Decision Tree Representation
In a decision tree, leaves represent class labels, internal nodes represent a single feature, and the edges of the tree represent possible values of those features.
Unlike other classifiers, this visual structure gives us great insight about the algorithm performance.
Decision Trees Construction
Decision Trees are usually constructed from top to bottom. At each level of the tree, the feature that best splits the training set labels is selected as the “question” of that level. Two different criteria are available to split a node, Gini Index and Information Gain. The convenience of one or the other depends on the problem.
When making decision trees, calculating the Gini impurity of a set of data helps determine which feature best splits the data. If a set of data has all of the same labels, the Gini impurity of that set is 0. The set is considered pure. Gini impurity is a statistical measure - the idea behind its definition is to calculate how accurate it would be to assign labels at random, considering the distribution of actual labels in that subset.
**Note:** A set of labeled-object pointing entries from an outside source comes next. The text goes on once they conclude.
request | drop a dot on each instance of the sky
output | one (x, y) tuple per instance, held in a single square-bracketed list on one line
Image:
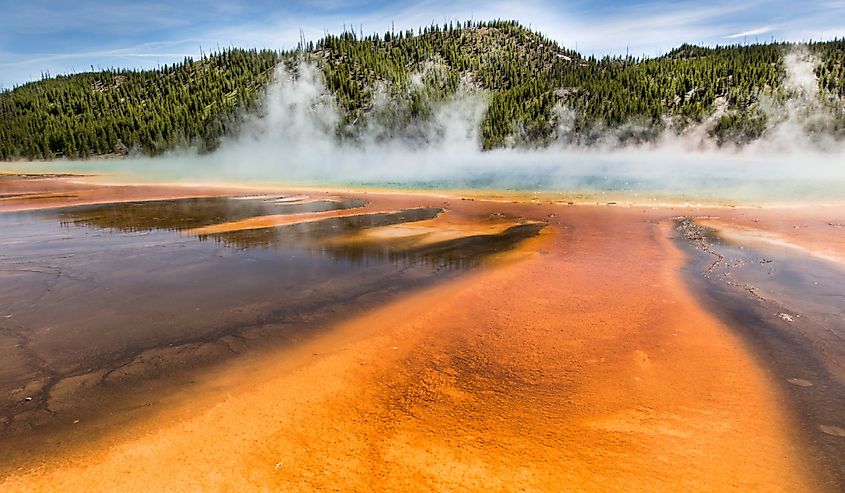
[(68, 36)]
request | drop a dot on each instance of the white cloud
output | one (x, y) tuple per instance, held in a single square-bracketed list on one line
[(753, 32)]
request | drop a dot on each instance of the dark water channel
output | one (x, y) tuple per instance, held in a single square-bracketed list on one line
[(95, 299), (790, 308)]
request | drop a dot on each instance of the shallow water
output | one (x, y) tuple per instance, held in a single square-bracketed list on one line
[(790, 308), (103, 296)]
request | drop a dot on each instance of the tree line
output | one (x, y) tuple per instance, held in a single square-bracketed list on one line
[(528, 79)]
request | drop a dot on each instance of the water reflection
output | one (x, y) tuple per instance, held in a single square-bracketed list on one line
[(182, 214), (99, 298)]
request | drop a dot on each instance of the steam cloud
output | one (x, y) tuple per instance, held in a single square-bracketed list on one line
[(295, 142)]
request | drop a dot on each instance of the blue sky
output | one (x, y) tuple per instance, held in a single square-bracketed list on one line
[(69, 36)]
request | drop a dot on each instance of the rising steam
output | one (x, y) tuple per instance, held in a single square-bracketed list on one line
[(295, 141)]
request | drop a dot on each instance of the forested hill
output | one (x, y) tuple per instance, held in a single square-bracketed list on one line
[(537, 90)]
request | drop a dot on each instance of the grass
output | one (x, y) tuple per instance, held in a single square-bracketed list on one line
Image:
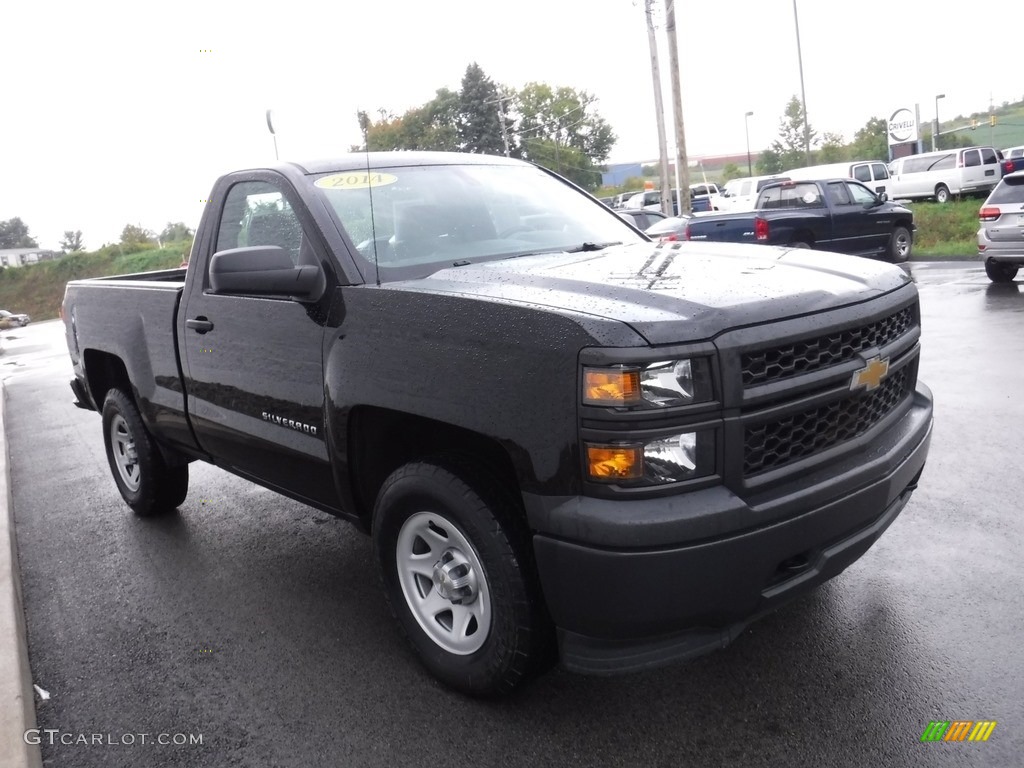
[(947, 230), (38, 289)]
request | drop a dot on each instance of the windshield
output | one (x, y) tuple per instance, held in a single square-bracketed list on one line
[(430, 217)]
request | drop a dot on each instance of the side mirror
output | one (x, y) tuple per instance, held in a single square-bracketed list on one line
[(265, 270)]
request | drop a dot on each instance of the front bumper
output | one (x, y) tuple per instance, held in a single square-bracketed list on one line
[(621, 609)]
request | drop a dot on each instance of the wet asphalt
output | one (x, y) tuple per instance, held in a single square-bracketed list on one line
[(258, 624)]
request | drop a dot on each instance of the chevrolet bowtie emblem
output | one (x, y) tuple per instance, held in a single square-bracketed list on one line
[(870, 375)]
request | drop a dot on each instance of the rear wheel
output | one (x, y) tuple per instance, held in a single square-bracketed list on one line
[(999, 272), (146, 483), (900, 245), (458, 572)]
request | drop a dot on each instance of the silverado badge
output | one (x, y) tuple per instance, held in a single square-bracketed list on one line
[(870, 375)]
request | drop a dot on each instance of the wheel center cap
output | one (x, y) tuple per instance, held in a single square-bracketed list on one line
[(454, 578)]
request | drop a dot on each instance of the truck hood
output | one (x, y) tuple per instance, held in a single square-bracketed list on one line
[(674, 292)]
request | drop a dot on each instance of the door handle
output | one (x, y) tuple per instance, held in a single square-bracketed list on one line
[(200, 325)]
Information Gain at decision trees
When making decision trees, two different methods are used to find the best feature to split a dataset on: Gini impurity and Information Gain. An intuitive interpretation of Information Gain is that it is a measure of how much information the individual features provide us about the different classes.
Optimal decision trees
Creating an optimal decision tree is a difficult task. For example, the greedy approach of splitting a tree based on the feature that results in the best current information gain doesn’t guarantee an optimal tree. There are numerous heuristics to create optimal decision trees, and each of these methods proposes a unique way to build the tree.
Decision trees pruning
Decision trees can be overly complex which can result in overfitting. A technique called pruning can be used to decrease the size of the tree to generalize it to increase accuracy on a test set. Pruning is not an exact method, as it is not clear which should be the ideal size of the tree. This technique can be made bottom-up (starting at the leaves) or up-bottom (starting at the root).
Decision trees leaf creation
When making a decision tree, a leaf node is created when no features result in any information gain. Scikit-Learn implementation of decision trees allows us to modify the minimum information gain required to split a node. If this threshold is not reached, the node becomes a leaf.
Random Forest definition
A Random Forest Classifier is an ensemble machine learning model that uses multiple unique decision trees to classify unlabeled data. If compared to an individual decision tree, Random Forest is a more robust classifier but its interpretability is reduced.
Bagging at Random Forest
Trees in a random forest classifier are created by using a random subset of the original dataset with replacement. This process is known as bagging. Bagging prevents overfitting, given that each individual tree is trained on a subset of original data.
Random Forest aggregative performance
A random forest classifier makes its classification by taking an aggregate of the classifications from all the trees in the random forest. For classification, this aggregate is a majority vote. For regression, this could be the average of the trees in the random forest. This aggregation allows the classifier to capture complex non-linear relations from the data. The model performance is far superior than a linear model.
Random Forest overfitting
Random Forests are used to avoid overfitting. By aggregating the classification of multiple trees, having overfitted trees in the random forest is less impactful. Reduced overfitting translates to greater generalization capacity, which increases classification accuracy on new unseen data.
Random Forest feature consideration
When creating a decision tree in a random forest, a random subset of features are considered as the best feature to split the data on. By splitting the data in a random subset of features, all estimators are trained considering different aspects of the data, which reduces the probability of overfitting.